Amplifying the Voice of Women in Cybersecurity: A Pop-Up Workshop with FPI
Since 2013, the Worldwide Threat Assessment of the U.S. Intelligence Community has listed the cyber threat as the number one national security and economic security threat. From interference in global elections to critical infrastructure attacks to compromising worldwide banking systems, adversaries increasingly pursue digital means to achieve various objectives, including espionage, financial gain, and undermining economic and political stability. Given the growing importance of the cyber threat, it is disconcerting that so much of the coverage excludes perspectives from female experts.

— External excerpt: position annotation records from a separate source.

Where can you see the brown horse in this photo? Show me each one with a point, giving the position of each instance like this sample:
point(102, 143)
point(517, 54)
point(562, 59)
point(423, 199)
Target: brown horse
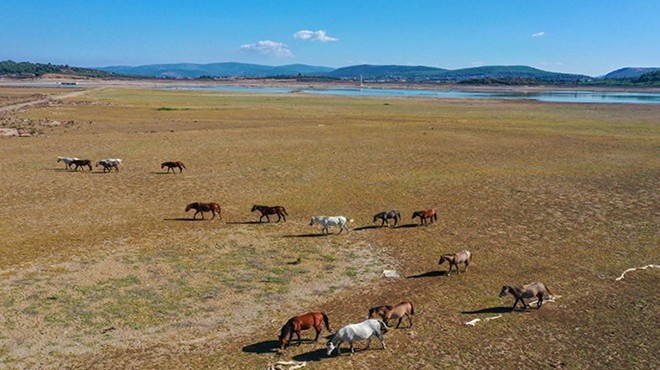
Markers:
point(427, 214)
point(303, 322)
point(397, 311)
point(204, 207)
point(266, 210)
point(81, 163)
point(172, 166)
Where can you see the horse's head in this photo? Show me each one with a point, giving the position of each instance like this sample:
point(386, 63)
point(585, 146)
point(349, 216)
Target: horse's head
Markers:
point(383, 327)
point(331, 346)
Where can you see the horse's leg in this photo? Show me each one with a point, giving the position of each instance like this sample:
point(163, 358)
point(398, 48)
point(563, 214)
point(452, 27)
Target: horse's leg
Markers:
point(318, 332)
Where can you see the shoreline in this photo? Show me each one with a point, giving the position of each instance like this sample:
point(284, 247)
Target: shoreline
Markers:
point(285, 83)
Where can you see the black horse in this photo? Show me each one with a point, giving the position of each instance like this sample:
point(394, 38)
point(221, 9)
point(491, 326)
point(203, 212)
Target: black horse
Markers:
point(388, 215)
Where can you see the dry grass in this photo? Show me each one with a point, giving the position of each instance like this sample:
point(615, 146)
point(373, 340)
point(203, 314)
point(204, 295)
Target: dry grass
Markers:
point(562, 193)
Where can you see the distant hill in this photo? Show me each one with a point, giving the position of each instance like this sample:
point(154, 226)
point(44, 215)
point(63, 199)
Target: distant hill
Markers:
point(430, 74)
point(191, 70)
point(26, 69)
point(386, 72)
point(628, 72)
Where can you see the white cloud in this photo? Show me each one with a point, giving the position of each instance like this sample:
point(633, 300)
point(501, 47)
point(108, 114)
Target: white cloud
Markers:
point(319, 35)
point(268, 47)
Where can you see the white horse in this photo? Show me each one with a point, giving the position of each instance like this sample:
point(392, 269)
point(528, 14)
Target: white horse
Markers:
point(326, 222)
point(67, 161)
point(353, 332)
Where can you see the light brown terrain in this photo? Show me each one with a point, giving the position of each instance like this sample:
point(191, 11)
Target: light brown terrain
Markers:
point(107, 270)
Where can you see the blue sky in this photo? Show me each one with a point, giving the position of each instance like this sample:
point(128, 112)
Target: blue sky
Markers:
point(578, 36)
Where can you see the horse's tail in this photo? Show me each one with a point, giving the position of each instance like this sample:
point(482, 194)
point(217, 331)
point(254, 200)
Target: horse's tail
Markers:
point(550, 294)
point(325, 320)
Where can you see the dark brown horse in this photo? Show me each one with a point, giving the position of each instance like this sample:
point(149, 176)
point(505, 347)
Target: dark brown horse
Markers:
point(398, 311)
point(172, 166)
point(297, 324)
point(204, 207)
point(266, 210)
point(81, 163)
point(388, 215)
point(427, 214)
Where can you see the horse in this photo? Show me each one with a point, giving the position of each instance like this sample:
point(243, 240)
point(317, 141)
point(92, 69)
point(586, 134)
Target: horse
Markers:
point(326, 222)
point(204, 207)
point(353, 332)
point(67, 161)
point(266, 210)
point(81, 163)
point(303, 322)
point(109, 164)
point(532, 290)
point(454, 259)
point(426, 215)
point(388, 215)
point(398, 311)
point(172, 165)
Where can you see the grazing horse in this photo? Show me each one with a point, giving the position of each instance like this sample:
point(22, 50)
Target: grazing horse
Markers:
point(109, 164)
point(204, 207)
point(456, 258)
point(388, 215)
point(81, 163)
point(426, 215)
point(297, 324)
point(326, 222)
point(353, 332)
point(172, 166)
point(398, 311)
point(266, 210)
point(532, 290)
point(67, 161)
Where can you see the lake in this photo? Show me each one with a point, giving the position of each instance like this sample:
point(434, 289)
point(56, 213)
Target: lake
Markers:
point(545, 96)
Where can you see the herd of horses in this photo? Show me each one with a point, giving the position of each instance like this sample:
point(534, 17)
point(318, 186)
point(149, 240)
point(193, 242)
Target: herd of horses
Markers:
point(377, 322)
point(111, 164)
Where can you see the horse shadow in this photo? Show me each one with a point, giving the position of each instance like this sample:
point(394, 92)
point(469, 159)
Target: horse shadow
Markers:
point(184, 219)
point(433, 273)
point(500, 309)
point(244, 223)
point(305, 235)
point(267, 346)
point(407, 226)
point(313, 356)
point(368, 227)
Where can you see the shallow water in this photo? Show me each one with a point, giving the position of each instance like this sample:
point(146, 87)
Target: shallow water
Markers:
point(547, 96)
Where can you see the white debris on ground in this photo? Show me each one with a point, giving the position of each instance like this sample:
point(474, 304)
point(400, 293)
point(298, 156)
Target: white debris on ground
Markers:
point(280, 365)
point(637, 268)
point(391, 273)
point(475, 321)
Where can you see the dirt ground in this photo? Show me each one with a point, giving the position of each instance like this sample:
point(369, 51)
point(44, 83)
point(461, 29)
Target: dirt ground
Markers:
point(106, 270)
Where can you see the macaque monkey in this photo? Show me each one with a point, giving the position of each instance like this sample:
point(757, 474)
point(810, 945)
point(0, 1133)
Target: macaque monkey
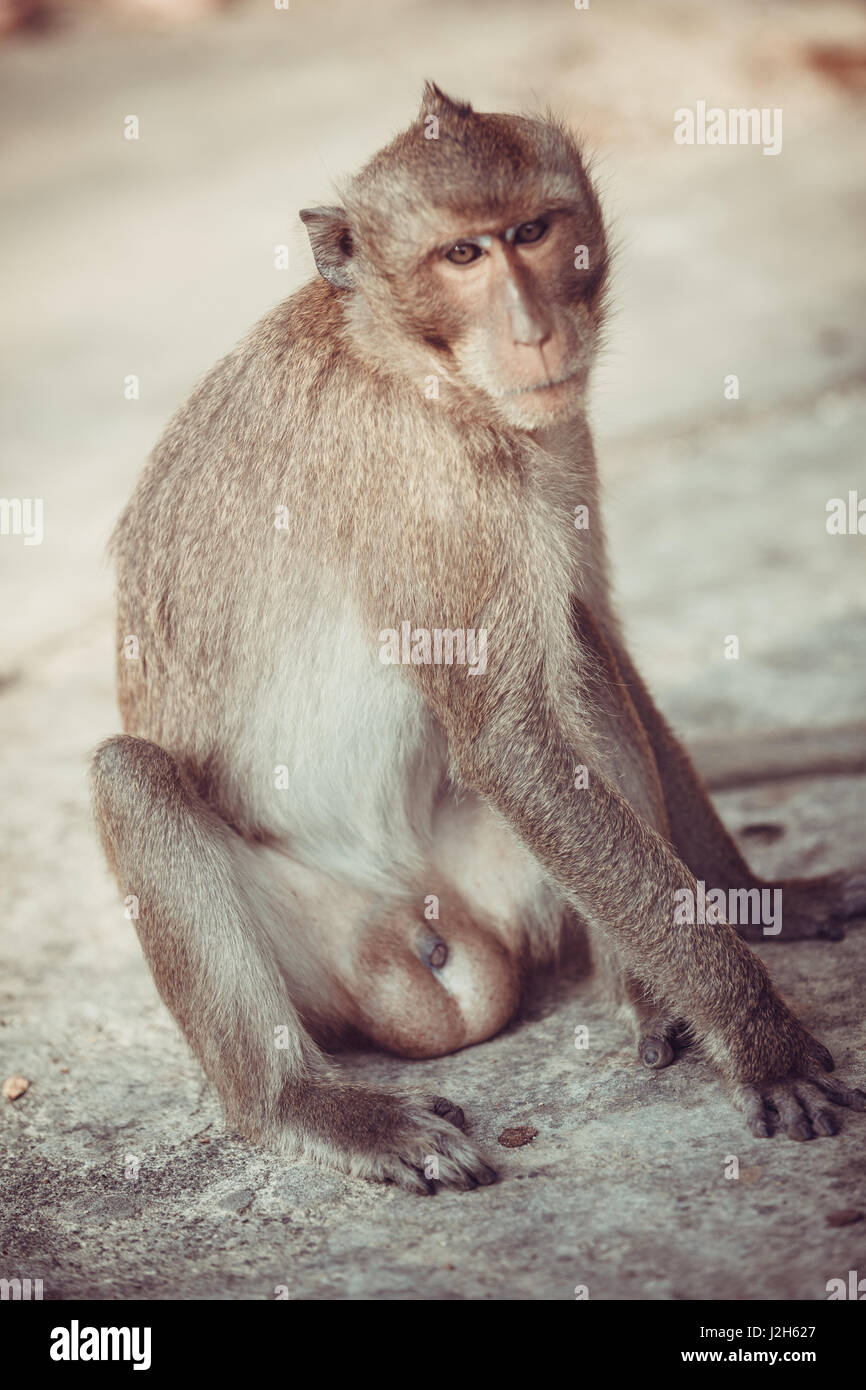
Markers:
point(384, 742)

To address this gap, last night Endgame hosted a Foreign Policy Interrupted workshop on media training for women who work at the intersection of cybersecurity and national security.
FPI Interrupted co-founder Elmira Bayrasli led the workshop that focused on the fundamentals for getting published and how-to tips for a range of media coverage. Participants from NGOs, think tanks, and industry learned the art of the media pitch and shared their own experiences and frustrations with trying to break through the paper ceiling, where 82% - or 5 out of 6 - names mentioned in print media are men. The data isn’t much better for television coverage, especially for national security. As the Media Matters analysis demonstrates in the chart below, over three-quarters of national security guests are men. Moreover, when women are guests for national security or cybersecurity issues, they are frequently included for discussions on gender, and not their expertise.
Augmenting more balanced representation in media coverage is important well beyond fairness, equality, and professional advancement (although these certainly are important). First, meaningful inclusion of women in national security discussions positively impacts national security issues such as peace negotiations and stability. Diversity of all kinds has further been associated with more innovative and creative solutions, the kind that are desperately needed given the growing complexity of geopolitical, cybersecurity challenges. Second, the skewed media coverage impacts the next generation of national security and cybersecurity experts. Both the national security community and tech industry already struggle with well-publicized pipeline and retention challenges. Cybersecurity falls at the intersection of these two, and brings the challenges of both national security and tech industries. Given the current state in each of these industries, the number of women in cybersecurity remains stagnant at around 10% of cybersecurity professionals. The lack of media coverage of women only exacerbates these issues.
More balanced representation of female cybersecurity experts in media is a crucial step to not only better address the growing and diverse cybersecurity challenges, but it also impacts the cybersecurity workforce shortage and retention. At Endgame, we’ll continue to advocate and sponsor greater representation across all groups. Organizations that focus on amplifying the voice of women (such as Foreign Policy Interrupted) and growing the pipeline (such as Warrior Women) are crucial to addressing the imbalance. The numerous technical and geopolitical challenges within cybersecurity are only expanding in magnitude and breadth. It is essential all voices are included to produce the most innovative and creative defenses and strategies in this increasingly complex geopolitical environment.